Identification of DNA methylation in
the promoter regions of downregulated genes
TFBS methylation has a strong impact on the
regulatory role of transcription factors and the normal expression
of downstream genes, thus affecting body functioning. DNA
methylation in the promoter region is an important aspect of DNA
methylation in cancer (18,19).
The 58 downregulated DEGs identified in the present
study were overlapped with DNA methylation data; 1,123 methylation
sites were revealed to be associated with the 58 downregulated
genes. The sites were distributed evenly over the 22 autosomes. The
methylation index of the 1,123 methylation sites was analyzed, and
≥80% of samples with a methylation index of ≥0.8 were reserved.

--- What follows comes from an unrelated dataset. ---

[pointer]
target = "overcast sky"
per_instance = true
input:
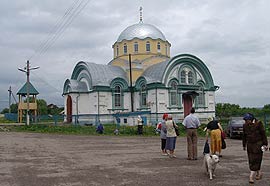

This resulted in the reservation of 168 methylation sites. To
further analyze the 168 methylation sites, methylated sites located
50 kb on either side of the transcription start sites were
reserved. This resulted in the reservation of 119 methylation sites
located on the transcription start sites of 43 genes. These 43
genes are considered potential glioma susceptibility genes in
children. Finally, 17 methylation sites located on 33 TFBS were
identifed, which may regulate 17 of the downregulated target genes.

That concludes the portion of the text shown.